There are many ways to analyze spousal maintenance. Divorce lawyers and parties will often focus on the approach that works to their advantage. Obviously one way is to focus exclusively on the income of each party and the formulas under Colorado’s “maintenance guidelines.” But that’s not the only way, and the guidelines are technically inapplicable when the combined income for your spouse and you is over $240,00 per year.

Here is an alternative approach to spousal maintenance that can be helpful whether you are the party seeking spousal maintenance or the party defending against it. Frequently, parties and attorneys throw out an arbitrary number for spousal maintenance. They give little thought to why they are asking for that number other than it is big (if they are seeking maintenance) or small (if they are defending against it).


This alternative approach to spousal maintenance has proved successful because we can show the “why” behind our proposed spousal maintenance amount. If a party can get the judge to understand the logic behind his or her request, the judge will be more likely to rule in your favor.

To start, we will rely on the Sworn Financial Statement (“SFS”) for both parties. Once we have the SFSs, we ask and answer three simple questions:

  1. What is my net monthly income? How much money do you take home each paycheck after taxes and deductions? If you are a salaried employee, this answer should be easy to find using your most recent paystubs.

    If you are not a salaried employee and your income varies from month to month (or year to year), your best bet is to look at your last three years’ W2s or tax returns. Unless a major change has occurred in the present year, it is generally acceptable to average your last two or three years of income to estimate your income for the current year.
  2. What are my monthly expenses? How much money do you have going out each month? Make sure you are not including expenses that are taken out of your paycheck, otherwise you may be double-dipping.

    Also, make sure you are listing all of your expenses, but that you aren’t inflating your expenses. Remember, you may need to defend these amounts in Court, so overestimating your expenses may end up hurting your case.

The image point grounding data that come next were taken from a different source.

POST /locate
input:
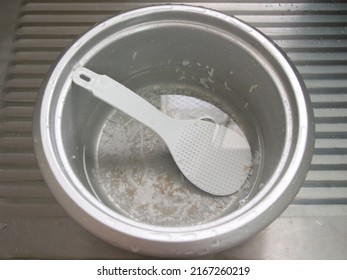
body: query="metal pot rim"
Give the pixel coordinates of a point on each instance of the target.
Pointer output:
(260, 211)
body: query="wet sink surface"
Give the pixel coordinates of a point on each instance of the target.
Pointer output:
(33, 33)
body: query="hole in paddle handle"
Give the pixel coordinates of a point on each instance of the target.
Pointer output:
(85, 78)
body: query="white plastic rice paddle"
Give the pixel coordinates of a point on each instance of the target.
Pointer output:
(214, 158)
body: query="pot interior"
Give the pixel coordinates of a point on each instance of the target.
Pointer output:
(187, 71)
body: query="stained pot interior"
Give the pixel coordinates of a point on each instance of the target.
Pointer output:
(185, 65)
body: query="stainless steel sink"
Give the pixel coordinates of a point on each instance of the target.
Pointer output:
(32, 35)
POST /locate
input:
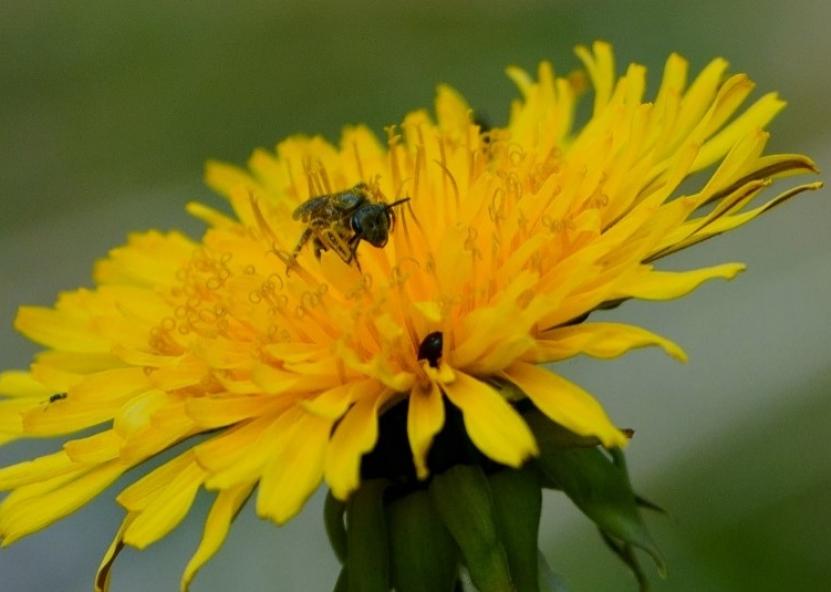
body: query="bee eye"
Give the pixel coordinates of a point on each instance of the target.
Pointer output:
(356, 224)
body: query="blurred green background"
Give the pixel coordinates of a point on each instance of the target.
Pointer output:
(109, 109)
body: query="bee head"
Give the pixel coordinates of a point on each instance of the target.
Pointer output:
(372, 222)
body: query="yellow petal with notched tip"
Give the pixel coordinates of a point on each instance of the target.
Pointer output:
(425, 418)
(565, 402)
(218, 523)
(492, 424)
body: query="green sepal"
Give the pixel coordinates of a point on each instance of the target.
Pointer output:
(626, 553)
(424, 555)
(462, 497)
(367, 557)
(597, 481)
(342, 585)
(549, 581)
(333, 513)
(517, 500)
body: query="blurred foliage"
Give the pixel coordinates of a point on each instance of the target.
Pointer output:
(749, 511)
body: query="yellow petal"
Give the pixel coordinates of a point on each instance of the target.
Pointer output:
(138, 496)
(565, 402)
(355, 435)
(102, 576)
(224, 509)
(294, 472)
(39, 469)
(217, 411)
(600, 340)
(665, 285)
(166, 509)
(425, 418)
(59, 330)
(491, 422)
(25, 517)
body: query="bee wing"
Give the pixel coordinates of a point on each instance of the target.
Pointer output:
(308, 208)
(332, 240)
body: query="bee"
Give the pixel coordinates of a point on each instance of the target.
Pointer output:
(340, 221)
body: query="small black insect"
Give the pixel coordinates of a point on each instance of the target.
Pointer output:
(340, 221)
(431, 347)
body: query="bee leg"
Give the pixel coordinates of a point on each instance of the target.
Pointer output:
(304, 238)
(353, 250)
(319, 248)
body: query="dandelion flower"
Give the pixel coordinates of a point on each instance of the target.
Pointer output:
(276, 370)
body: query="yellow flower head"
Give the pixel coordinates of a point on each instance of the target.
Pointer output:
(511, 237)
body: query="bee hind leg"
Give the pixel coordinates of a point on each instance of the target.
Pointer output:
(304, 238)
(353, 251)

    However, it is okay to include expenses you do not currently pay for but anticipate paying for in the near future. Finally, make sure you are annualizing the expenses that fluctuate each month. In other words, you add up the fluctuating expenses and then divide the yearly total by 12 months.
  3. What is my monthly shortfall or excess? How much money do you have left over each month after you have paid your bills? If your expenses are greater than income, it is possible for this number to be negative. In fact, if you are the spouse seeking support, chances are your number is negative.

Once you have answered these questions for yourself, the next step is to run the same exercise for the other party. When looking at the other party’s income, you should consider whether they are hiding anything.

Also, when determining the other party’s expenses, we make sure they are not “double-dipping” or inflating their expenses. This happens frequently, so it is important to be on the lookout for expenses you know for a fact are not accurate.

If you are seeking spousal support, you want to request an amount within the range of what you need (monthly shortfall) and what the other party can afford to pay (monthly excess).

Conversely, if you are defending against spousal maintenance, you either want to prove that the other party can support themselves (they have no monthly shortfall) or propose an amount within the range of what you can afford to pay (monthly excess). Obviously, if you do not have any monthly excess, you should make the argument that you cannot afford to pay spousal support regardless of the other parties’ need.

(Note: the above is based on a similar blog post previously published by Modern Law.)